The head-turning, musky scent of truffles fills restaurants this time of year. Chances are, if you’re dining at local eateries that like to get liberal with these treasures, such as Renato’s or La Masseria, those truffles are coming from David Iannetta, aka the Truffle Guy. The Italian native grew up in the industry and imports the flavorful fungi from his hometown of Bojano, located in the mountains of Molise, one of the country’s top producing regions. In honor of truffle season, Iannetta shares need-to-know facts about these mysterious morsels.
- The subterranean fungi grow at the roots of a variety of trees—including oak, pine, and hazelnut—in a symbiotic relationship. Soft, well-irrigated soil encourages their growth.
The weather determines truffle availability. A robust bounty requires a rainy summer, and a drought could send prices soaring, which was the case two years ago when white truffles went for nearly $3,000 a pound.

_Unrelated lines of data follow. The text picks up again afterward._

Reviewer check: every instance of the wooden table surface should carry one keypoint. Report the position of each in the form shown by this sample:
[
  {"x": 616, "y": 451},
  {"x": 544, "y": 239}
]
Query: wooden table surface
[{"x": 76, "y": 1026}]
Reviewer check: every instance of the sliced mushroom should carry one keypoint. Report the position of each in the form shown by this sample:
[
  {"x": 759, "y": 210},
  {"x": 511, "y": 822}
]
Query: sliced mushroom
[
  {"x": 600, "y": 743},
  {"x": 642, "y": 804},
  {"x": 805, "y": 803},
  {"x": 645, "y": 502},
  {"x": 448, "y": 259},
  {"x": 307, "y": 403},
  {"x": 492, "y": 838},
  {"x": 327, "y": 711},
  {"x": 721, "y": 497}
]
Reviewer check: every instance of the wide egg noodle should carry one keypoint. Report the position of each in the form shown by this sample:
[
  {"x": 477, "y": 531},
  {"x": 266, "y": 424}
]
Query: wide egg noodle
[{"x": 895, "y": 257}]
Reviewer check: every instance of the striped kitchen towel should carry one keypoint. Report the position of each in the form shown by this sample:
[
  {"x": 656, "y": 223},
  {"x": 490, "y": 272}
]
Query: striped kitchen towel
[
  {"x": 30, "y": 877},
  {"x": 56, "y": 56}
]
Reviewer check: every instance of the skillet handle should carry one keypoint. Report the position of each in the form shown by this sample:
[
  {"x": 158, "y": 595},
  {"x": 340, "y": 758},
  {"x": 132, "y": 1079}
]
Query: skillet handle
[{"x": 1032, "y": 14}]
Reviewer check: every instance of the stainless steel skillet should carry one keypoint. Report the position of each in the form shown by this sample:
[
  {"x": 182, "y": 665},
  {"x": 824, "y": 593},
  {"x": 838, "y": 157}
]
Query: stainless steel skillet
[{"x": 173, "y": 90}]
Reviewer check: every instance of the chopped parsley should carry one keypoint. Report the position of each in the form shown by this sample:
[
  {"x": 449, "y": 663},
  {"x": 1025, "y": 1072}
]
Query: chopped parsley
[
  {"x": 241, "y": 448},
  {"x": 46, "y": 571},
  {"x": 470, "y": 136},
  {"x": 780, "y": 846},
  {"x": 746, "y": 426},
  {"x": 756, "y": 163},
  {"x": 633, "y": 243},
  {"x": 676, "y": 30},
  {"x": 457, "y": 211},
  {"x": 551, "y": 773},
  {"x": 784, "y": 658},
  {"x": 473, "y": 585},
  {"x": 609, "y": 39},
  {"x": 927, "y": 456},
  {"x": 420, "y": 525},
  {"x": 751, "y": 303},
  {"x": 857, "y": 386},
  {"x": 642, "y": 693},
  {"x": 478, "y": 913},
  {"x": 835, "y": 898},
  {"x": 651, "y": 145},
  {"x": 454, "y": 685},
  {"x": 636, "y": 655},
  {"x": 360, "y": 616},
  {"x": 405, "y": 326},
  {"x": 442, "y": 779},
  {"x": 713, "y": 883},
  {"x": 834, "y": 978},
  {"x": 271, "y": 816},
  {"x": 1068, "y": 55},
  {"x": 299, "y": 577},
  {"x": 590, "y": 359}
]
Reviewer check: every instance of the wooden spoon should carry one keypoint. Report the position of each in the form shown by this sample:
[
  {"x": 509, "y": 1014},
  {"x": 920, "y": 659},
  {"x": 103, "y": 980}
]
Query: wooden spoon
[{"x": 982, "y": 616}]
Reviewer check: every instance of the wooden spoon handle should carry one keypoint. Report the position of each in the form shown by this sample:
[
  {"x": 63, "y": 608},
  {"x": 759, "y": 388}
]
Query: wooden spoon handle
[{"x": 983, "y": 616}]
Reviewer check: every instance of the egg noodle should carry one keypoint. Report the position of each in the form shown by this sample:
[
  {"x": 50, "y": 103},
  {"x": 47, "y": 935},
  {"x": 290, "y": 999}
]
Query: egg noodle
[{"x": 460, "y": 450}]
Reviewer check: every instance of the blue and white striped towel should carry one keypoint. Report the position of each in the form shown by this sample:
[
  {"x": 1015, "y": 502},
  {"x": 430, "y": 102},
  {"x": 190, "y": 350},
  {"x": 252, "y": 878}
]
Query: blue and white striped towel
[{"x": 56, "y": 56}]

- It takes months to train dogs to hunt for truffles, making them a target for competitors who may try to steal or poison them. Today, the curly haired Lagotto Romagnolo dogs are bred specifically to sniff out truffles.White truffles, in peak season from November through the first week of January, boast the most pungent flavor and are the priciest. Black winter truffles, peaking in January through March, are second in both price and flavor.
- What’s Iannetta’s favorite way to savor truffles? “On top of scrambled eggs with a little bit of truffle oil,” he says. “Or on top of risotto, filet mignon, or a porterhouse steak. And always with a good Barolo.”